In her 1985 book A Question of Judgement, Sara Keays wrote "You've got to bear in mind that my brother-in-law Richard is a diplomat". From 1993 to 1997, Dalton was Consul-General in Jerusalem effectively becoming Ambassador to the Palestinian Authority during the early years of the Middle East peace process. He was appointed Head of Personnel in the Foreign and Commonwealth Office (FCO) in 1998, and was sent as Britain's Ambassador to Libya in 1999, when diplomatic relations were resumed after a 17-year break. Between 2003 and 2006, Dalton was ambassador to Iran.

==Retirement==
Following his retirement from the FCO in 2006, Sir Richard Dalton became an associate fellow on the Middle East and North African programme at the international affairs organisation, Chatham House where he heads the Libya Working Group, set up in February 2011. He has written extensively on the Middle East:

- 'Iran: Looking for a Thaw', The World Today, November 2008
- 'Britain Found a Ladder for Iran to Climb Down', The Daily Telegraph, April 2007
- 'Why Iran Must Make the Next Move', The Daily Telegraph, February 2007
- 'Regional Diplomacy in the Middle East: Iran is on a Roll', The World Today, January 2007

On 2 May 2007, Dalton appeared before the Foreign Affairs Select Committee and lectured at the Iran Society in February 2008.

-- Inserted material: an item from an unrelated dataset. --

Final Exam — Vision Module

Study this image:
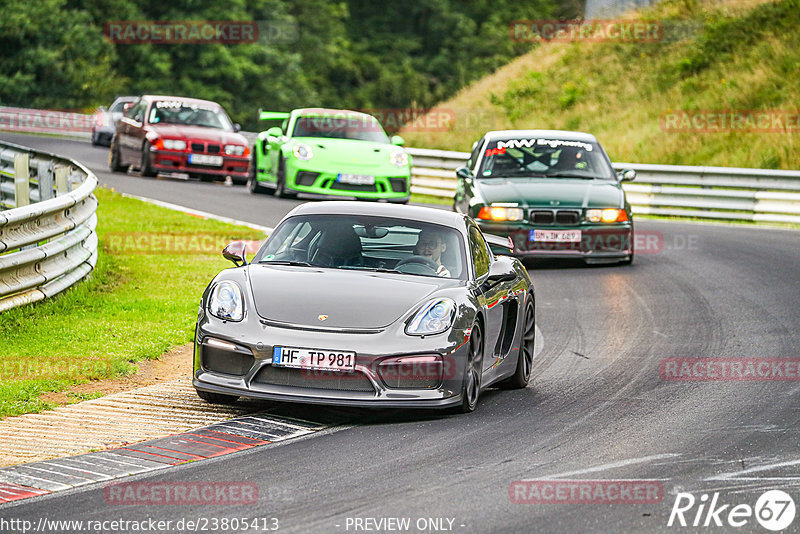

In May 2009, Sir Richard Dalton commented on the request for the repatriation of the Libyan Abdelbaset al-Megrahi, who was convicted of carrying out the December 1988 Lockerbie bombing and who was in a Scottish jail suffering from terminal cancer: "A decision by the Scottish authorities to keep Megrahi would not seriously derail Britain's relations with Libya, but there would be consequences. Among them is the possibility that a successful appeal by Megrahi would plunge Britain, the United States and Libya once again into the fraught environment of an international investigation to find new Lockerbie suspects", Sir Richard said.

==Family==
Richard John Dalton married Elizabeth Mary Keays on 1 January 1972. Following the death of his father, Major-General John Dalton, in 1981, he moved with his wife and four children—two sons (1978 and 1982) and two daughters (1973 and 1979)—into the Dalton family home at Hauxwell Hall in lower Wensleydale.